Investigating quarkonium collectivity in heavy-ion collisions

TL;DR

This paper presents new measurements of quarkonium flow in heavy-ion collisions, providing insights into heavy-quark behavior and QGP properties, using advanced experimental methods on recent Run 3 data.

Contribution

It introduces novel flow measurements of quarkonia in heavy-ion collisions using multiple analysis techniques on recent data, offering new constraints for theoretical models.

Findings

Quarkonium flow coefficients measured with multiple methods.

Results provide new constraints on quarkonia behavior in QGP.

Enhanced understanding of heavy-quark thermalization in QGP.

Abstract

The quark-gluon plasma (QGP) produced in ultrarelativistic heavy-ion collisions has exhibited properties of a mostly perfect fluid. These properties can be observed through the hydrodynamic expansion of the QGP. Experimentally, this was established by measuring azimuthal anisotropies in the final state, known as elliptic flow ($v_2$) or higher order harmonics such as triangular flow ($v_3$).
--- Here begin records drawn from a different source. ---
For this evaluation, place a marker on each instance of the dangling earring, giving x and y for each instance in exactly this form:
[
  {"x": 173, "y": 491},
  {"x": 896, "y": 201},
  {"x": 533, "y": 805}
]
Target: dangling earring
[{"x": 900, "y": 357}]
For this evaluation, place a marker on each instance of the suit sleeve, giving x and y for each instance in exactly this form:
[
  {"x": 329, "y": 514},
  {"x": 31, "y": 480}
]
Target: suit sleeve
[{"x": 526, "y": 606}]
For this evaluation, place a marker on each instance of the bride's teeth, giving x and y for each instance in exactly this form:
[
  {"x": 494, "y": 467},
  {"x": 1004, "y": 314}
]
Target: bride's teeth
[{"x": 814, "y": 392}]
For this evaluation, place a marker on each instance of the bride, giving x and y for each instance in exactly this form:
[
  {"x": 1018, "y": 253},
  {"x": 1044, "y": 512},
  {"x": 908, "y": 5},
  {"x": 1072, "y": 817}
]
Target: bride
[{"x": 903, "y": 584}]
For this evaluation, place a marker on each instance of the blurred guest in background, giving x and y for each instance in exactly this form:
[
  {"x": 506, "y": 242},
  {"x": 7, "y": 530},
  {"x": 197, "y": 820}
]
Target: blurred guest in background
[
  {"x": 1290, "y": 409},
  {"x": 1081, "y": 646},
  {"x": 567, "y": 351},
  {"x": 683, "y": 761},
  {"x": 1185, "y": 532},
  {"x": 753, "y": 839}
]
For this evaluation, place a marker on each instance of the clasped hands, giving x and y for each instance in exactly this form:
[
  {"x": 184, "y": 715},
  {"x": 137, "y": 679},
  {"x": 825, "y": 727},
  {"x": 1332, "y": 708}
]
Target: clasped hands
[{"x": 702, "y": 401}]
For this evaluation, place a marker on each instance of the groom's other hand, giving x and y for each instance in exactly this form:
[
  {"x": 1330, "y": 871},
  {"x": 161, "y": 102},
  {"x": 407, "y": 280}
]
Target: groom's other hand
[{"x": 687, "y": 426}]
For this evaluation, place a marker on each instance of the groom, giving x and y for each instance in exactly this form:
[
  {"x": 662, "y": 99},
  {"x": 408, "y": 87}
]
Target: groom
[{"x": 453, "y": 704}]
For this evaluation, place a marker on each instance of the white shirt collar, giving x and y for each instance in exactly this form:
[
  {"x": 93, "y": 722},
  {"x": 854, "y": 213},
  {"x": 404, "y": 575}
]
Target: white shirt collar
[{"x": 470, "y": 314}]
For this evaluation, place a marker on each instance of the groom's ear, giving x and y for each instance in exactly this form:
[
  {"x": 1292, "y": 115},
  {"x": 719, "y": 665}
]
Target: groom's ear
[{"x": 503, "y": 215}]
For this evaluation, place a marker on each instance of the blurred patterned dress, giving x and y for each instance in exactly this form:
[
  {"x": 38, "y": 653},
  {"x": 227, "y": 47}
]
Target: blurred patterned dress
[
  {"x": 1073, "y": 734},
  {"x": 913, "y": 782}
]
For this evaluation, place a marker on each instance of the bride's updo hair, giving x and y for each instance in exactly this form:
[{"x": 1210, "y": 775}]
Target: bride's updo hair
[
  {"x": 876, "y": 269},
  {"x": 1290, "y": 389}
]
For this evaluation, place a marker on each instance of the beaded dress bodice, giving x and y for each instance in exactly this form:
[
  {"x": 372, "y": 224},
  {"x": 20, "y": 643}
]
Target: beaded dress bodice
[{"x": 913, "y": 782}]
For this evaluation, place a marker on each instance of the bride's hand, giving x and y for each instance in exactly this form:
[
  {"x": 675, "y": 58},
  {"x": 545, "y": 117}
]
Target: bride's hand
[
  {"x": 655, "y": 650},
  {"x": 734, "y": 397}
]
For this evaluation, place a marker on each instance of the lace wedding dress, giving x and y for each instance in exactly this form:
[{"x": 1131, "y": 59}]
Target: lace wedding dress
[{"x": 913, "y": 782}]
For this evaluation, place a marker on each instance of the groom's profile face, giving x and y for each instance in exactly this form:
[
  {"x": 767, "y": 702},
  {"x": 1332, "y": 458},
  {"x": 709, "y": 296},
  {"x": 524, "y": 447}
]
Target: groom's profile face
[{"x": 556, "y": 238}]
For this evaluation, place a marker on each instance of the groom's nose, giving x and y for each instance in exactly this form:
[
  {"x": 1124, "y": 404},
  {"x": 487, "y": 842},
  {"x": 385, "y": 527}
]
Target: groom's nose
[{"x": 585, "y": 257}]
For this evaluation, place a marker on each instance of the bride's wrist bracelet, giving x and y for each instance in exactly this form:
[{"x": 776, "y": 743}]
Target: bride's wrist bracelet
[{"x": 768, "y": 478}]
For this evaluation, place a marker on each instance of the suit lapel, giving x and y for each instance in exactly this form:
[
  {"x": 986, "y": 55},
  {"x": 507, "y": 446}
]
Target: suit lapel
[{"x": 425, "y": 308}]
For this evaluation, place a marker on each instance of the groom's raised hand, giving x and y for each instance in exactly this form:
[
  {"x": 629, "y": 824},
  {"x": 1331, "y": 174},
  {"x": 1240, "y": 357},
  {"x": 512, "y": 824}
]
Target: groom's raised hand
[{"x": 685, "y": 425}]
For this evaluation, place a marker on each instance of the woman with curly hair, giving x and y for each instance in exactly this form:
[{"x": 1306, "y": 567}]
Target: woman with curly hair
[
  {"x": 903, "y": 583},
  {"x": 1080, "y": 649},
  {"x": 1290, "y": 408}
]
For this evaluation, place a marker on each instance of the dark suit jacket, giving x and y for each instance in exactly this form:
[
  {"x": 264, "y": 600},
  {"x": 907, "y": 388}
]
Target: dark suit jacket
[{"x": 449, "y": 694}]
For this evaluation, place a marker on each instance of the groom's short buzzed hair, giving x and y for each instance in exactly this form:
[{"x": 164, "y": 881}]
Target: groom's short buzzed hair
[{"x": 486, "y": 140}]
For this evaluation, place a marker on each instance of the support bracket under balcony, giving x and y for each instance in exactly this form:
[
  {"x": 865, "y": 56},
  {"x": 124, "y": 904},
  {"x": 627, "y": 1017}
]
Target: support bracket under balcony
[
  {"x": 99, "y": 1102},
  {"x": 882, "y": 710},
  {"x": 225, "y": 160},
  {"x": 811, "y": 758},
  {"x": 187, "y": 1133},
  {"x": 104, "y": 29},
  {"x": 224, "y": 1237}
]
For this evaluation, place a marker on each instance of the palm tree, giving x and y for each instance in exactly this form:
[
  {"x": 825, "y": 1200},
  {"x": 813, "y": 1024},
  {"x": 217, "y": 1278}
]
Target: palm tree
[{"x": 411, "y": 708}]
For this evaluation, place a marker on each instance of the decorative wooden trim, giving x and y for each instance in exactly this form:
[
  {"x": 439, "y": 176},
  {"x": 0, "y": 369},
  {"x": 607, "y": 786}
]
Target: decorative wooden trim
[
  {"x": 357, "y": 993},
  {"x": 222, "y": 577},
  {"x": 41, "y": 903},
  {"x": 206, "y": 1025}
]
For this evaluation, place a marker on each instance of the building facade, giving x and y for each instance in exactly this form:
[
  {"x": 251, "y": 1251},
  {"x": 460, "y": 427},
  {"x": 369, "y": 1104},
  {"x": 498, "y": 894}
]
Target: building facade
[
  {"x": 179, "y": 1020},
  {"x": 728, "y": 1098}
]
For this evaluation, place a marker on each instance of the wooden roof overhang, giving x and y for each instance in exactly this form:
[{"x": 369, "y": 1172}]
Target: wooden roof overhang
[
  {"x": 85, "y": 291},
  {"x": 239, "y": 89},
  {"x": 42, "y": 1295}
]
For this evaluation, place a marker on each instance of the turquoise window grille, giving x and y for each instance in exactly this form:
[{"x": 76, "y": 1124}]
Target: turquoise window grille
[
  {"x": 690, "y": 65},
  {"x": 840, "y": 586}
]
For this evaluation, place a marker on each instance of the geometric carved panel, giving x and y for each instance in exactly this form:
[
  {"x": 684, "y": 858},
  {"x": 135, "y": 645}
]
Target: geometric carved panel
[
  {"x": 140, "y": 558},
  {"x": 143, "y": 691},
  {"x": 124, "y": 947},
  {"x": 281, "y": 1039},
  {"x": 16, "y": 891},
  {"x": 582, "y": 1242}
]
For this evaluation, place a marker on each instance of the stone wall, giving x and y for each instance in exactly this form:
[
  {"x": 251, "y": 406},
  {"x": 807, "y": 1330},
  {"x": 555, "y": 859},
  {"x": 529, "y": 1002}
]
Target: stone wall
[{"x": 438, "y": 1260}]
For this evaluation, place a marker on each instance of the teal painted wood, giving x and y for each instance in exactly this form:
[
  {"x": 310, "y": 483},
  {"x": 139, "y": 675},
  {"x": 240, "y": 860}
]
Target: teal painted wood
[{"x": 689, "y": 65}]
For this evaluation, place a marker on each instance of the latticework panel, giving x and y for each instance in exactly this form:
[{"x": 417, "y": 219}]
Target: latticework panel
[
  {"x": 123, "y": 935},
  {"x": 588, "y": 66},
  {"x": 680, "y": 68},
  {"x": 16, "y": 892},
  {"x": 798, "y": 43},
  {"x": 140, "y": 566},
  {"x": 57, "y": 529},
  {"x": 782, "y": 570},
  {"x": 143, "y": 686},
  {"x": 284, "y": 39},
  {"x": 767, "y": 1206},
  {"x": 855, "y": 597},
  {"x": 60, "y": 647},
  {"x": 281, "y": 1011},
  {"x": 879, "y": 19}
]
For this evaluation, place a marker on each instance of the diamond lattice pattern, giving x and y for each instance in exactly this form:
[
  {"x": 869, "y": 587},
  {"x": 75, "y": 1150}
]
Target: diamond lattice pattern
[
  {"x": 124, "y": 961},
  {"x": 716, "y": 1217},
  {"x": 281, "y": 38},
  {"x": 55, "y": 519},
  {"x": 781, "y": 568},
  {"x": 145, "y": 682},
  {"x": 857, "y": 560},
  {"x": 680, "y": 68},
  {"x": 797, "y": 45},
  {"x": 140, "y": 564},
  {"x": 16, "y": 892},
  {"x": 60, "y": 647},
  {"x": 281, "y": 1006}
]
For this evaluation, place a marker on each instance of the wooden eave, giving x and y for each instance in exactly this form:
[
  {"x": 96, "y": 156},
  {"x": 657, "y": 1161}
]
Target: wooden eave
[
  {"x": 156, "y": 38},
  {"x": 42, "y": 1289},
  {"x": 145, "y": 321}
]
These Fourier harmonic coefficients have been extensively measured in past experiments using inclusive charged particles or identified particles in the soft sector. Interestingly, measuring such coefficients using hard probes, such as quarkonia, brings additional information about heavy-quarks production and thermalization in the QGP. In this study, we investigate quarkonia collectivity using Run 3 data collected in 2023, presenting new flow measurements. We employ different experimental methods to extract flow coefficients, including the scalar product, event plane, and cumulant methods. These results will impose new constraints on theoretical models, enhancing our understanding of quarkonia behavior in heavy-ion collisions.